Bosse und Mäzene zuerst geimpft

Eine Privatklinik in Frankreich hält sich nicht an die Alters- und Dringlichkeitsregeln des Gesundheitsministeriums

  • Ralf Klingsieck, Paris
  • Lesedauer: 3 Min.

Das Amerikanische Krankenhaus im Pariser Nobelvorort Neuilly, eine international renommierte Privatklinik, hat bereits im Januar VIPs bevorzugt gegen Corona geimpft. Das haben Journalisten des öffentlich-rechtlichen Senders »Franceinfo« ermittelt. Bei den »Very Important Persons« handelte es sich um Mitglieder des Verwaltungsrates und um Mäzene der Klinik. Diese finanziert sich durch Abrechnung erbrachter Leistungen bei der Krankenkasse, Zahlungen der Privatpatienten als auch aus Spenden.

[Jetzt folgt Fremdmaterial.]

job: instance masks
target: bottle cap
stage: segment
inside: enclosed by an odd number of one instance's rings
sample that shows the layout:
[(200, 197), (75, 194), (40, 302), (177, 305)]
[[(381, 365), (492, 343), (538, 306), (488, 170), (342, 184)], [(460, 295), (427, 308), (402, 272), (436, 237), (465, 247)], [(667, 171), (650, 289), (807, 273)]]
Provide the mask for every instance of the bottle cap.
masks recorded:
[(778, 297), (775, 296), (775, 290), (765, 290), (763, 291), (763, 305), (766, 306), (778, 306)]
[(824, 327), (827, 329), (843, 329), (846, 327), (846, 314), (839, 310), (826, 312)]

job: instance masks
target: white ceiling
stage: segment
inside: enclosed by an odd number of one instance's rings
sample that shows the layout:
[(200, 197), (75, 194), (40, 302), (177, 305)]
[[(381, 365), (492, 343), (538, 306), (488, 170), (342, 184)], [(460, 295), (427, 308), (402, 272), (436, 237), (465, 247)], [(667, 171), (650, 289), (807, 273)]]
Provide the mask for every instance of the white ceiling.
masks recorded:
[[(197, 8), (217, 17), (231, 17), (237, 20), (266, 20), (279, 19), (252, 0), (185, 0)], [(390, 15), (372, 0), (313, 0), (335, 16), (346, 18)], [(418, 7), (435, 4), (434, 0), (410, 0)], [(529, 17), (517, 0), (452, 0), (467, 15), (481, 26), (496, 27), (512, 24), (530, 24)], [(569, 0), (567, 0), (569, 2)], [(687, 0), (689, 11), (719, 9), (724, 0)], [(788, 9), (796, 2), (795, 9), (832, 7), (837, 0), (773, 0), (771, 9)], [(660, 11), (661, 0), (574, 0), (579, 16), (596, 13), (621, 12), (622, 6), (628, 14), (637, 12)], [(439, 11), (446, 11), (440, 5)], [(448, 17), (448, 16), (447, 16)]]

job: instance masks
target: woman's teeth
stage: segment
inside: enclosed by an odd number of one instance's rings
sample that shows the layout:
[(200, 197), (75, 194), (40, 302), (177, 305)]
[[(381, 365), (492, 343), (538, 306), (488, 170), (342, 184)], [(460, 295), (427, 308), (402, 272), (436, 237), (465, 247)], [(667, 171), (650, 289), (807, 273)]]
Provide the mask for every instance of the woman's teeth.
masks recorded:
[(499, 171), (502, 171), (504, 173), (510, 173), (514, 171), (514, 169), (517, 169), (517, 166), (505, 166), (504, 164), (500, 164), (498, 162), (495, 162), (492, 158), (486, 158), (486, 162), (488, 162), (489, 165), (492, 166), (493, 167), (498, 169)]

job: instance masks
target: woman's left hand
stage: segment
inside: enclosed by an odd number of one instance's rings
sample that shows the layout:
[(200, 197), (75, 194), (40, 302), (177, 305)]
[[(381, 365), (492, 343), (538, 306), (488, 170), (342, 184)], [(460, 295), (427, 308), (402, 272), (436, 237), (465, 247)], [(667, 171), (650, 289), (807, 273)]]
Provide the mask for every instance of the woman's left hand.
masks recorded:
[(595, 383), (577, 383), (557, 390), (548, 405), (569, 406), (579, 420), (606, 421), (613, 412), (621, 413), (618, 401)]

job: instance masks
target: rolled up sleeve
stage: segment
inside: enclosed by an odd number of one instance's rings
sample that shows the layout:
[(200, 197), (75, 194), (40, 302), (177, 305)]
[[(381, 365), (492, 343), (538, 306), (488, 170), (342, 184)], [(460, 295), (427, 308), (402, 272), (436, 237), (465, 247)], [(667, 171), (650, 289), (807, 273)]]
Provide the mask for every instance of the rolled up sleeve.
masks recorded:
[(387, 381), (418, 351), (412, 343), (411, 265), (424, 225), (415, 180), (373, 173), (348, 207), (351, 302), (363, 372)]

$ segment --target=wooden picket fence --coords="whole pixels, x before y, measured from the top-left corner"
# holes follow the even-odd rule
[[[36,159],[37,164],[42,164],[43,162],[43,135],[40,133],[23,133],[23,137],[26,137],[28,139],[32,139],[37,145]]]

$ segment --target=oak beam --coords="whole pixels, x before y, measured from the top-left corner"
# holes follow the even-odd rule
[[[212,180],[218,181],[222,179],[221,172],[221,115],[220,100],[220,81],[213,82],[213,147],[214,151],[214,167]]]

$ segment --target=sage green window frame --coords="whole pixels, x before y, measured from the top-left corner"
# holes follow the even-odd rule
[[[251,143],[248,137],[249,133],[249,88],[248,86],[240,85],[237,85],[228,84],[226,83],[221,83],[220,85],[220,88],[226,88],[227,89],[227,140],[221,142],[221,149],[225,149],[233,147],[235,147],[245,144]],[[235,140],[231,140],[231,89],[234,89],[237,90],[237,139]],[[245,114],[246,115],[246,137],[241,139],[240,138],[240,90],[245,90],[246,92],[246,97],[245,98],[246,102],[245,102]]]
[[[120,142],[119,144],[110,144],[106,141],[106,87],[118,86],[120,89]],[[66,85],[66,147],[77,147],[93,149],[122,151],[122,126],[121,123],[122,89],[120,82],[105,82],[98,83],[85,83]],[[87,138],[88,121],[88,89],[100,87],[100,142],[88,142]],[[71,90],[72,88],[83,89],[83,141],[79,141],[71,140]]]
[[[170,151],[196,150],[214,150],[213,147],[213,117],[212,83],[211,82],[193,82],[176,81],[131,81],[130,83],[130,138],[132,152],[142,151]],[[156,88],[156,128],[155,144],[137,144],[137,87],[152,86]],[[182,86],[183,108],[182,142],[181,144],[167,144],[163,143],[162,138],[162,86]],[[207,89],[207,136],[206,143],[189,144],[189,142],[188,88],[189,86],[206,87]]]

Die Klinik hat sich damit über die Alters- und Dringlichkeitsregeln des Gesundheitsministeriums hinweggesetzt. Danach werden in der ersten Phase nur Personen geimpft, die älter als 75 Jahre sind, ferner Patienten mit Krebs oder anderen schweren Erkrankungen sowie Mitarbeiter des Gesundheitswesens, die ständig Kontakt mit Coronapatienten haben. Wegen der schleppenden Lieferung der Impfstoffe, die schon weit hinter den mit den Pharmakonzernen vereinbarten Terminen zurückliegt, wird sich schon das Impfen dieser Personengruppe nach Einschätzung von Gesundheitsminister Olivier Véran bis April oder Mai hinziehen. Danach sind die Franzosen an der Reihe, die zwischen 65 und 75 sind, später schrittweise die noch jüngeren Personengruppen.

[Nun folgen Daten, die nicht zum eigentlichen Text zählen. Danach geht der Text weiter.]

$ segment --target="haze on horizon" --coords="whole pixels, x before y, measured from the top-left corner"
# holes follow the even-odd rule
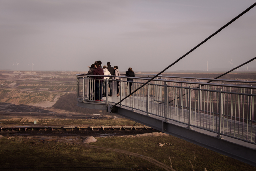
[[[161,71],[255,3],[0,0],[0,69],[87,71],[101,60]],[[255,28],[254,7],[167,71],[239,65],[256,56]]]

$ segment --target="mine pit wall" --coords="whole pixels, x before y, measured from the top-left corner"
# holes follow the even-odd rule
[[[2,88],[0,89],[0,102],[48,107],[52,106],[65,94]]]

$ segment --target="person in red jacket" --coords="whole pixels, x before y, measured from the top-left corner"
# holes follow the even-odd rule
[[[97,79],[97,88],[95,91],[95,94],[97,95],[97,99],[95,99],[95,100],[97,101],[102,101],[102,80],[104,79],[104,72],[103,69],[99,67],[100,65],[98,63],[95,62],[94,65],[95,65],[95,69],[93,70],[93,75],[103,76],[94,77],[95,78]]]

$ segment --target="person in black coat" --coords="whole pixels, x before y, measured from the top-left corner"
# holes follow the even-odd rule
[[[111,75],[114,75],[114,68],[111,66],[111,65],[110,65],[110,63],[109,62],[107,62],[107,66],[108,66],[108,67],[107,67],[107,69],[109,71],[109,72],[110,73],[110,74],[111,74]],[[109,79],[109,89],[110,90],[110,94],[109,95],[110,96],[112,96],[112,93],[113,93],[113,89],[112,88],[112,79],[113,79],[113,77],[110,77]],[[107,92],[107,94],[108,94]]]
[[[135,77],[135,75],[134,74],[134,72],[132,71],[132,69],[131,68],[128,68],[128,71],[125,72],[125,76],[129,77]],[[127,85],[128,86],[128,92],[129,94],[131,94],[131,88],[132,87],[132,82],[133,82],[133,78],[127,78]]]

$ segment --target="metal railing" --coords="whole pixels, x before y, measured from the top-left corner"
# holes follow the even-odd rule
[[[133,82],[131,82],[126,80],[132,77],[99,80],[89,76],[94,76],[77,75],[78,100],[97,102],[92,98],[100,91],[95,90],[97,82],[101,82],[106,85],[107,95],[102,99],[102,99],[101,104],[105,104],[106,107],[110,103],[119,102],[149,79],[132,77]],[[168,77],[162,76],[154,79],[119,105],[159,116],[167,121],[182,123],[189,128],[194,127],[216,133],[220,138],[225,135],[255,144],[256,86],[251,85],[256,82],[225,80],[228,83],[223,84],[224,80],[215,79],[213,80],[215,83],[207,83],[203,80],[214,79],[186,78],[190,81],[181,81],[185,77],[175,77],[174,80],[164,79]],[[193,79],[197,81],[191,81]]]

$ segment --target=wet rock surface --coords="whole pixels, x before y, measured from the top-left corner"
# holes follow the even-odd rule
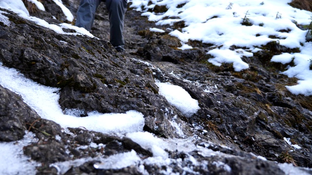
[[[78,1],[63,1],[75,14]],[[53,3],[45,1],[49,7],[45,12],[31,15],[51,23],[66,22]],[[287,65],[268,58],[273,52],[294,51],[270,43],[263,46],[267,52],[244,60],[251,68],[235,72],[231,65],[217,67],[207,61],[205,53],[211,46],[194,42],[190,43],[195,48],[192,50],[177,50],[180,45],[176,38],[168,31],[149,32],[155,24],[130,9],[125,20],[125,52],[117,52],[107,41],[109,23],[104,3],[91,32],[98,38],[58,34],[0,9],[7,12],[3,15],[11,23],[8,26],[0,22],[0,61],[40,84],[60,88],[59,103],[64,112],[83,109],[81,117],[85,117],[95,110],[135,110],[144,116],[144,131],[173,142],[193,138],[189,139],[192,149],[166,150],[170,163],[151,163],[151,151],[131,139],[62,128],[40,119],[20,96],[0,86],[0,141],[20,140],[25,130],[35,132],[39,141],[25,147],[24,152],[42,164],[38,174],[285,174],[274,161],[312,168],[312,98],[288,92],[285,86],[297,80],[279,74]],[[198,101],[200,109],[191,117],[184,116],[159,94],[155,79],[182,87]],[[183,136],[171,124],[174,120]],[[302,148],[294,149],[284,138]],[[94,167],[102,160],[99,157],[132,150],[141,162],[118,169]],[[208,156],[207,150],[220,154]],[[61,162],[80,159],[83,162],[62,166]]]

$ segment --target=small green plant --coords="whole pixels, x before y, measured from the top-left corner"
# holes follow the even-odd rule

Mit den Enthüllungen konfrontiert, hat die Direktion des Hôpital Américain bestätigt, dass auch Mitglieder des Verwaltungsrates in den Kreis der zu impfenden »Mitarbeiter des Gesundheitswesens« einbezogen wurden, verweigerte aber unter Hinweis auf die ärztliche Schweigepflicht die Beantwortung weitergehender Fragen. Der Ehrengouverneur der Klinik, Bruno Durieux, der von 1990 bis 1992 Vizegesundheitsminister war, bestätigte, dass er und die anderen Mitglieder des Verwaltungsrates Mitte Januar eingeladen wurden, sich impfen zu lassen. Anfang Februar hätten sie bereits die zweite Dosis erhalten, erklärte Durieux. Er und viele der 40 Mitglieder des Gremiums sind älter als 75, aber nicht alle. So ist der Milliardär Arnaud Lagarde erst 59 und Helen Lee Bouygues, Ehefrau des Baukonzernchefs Bruno Bouygues, ist sogar erst 45 Jahre alt.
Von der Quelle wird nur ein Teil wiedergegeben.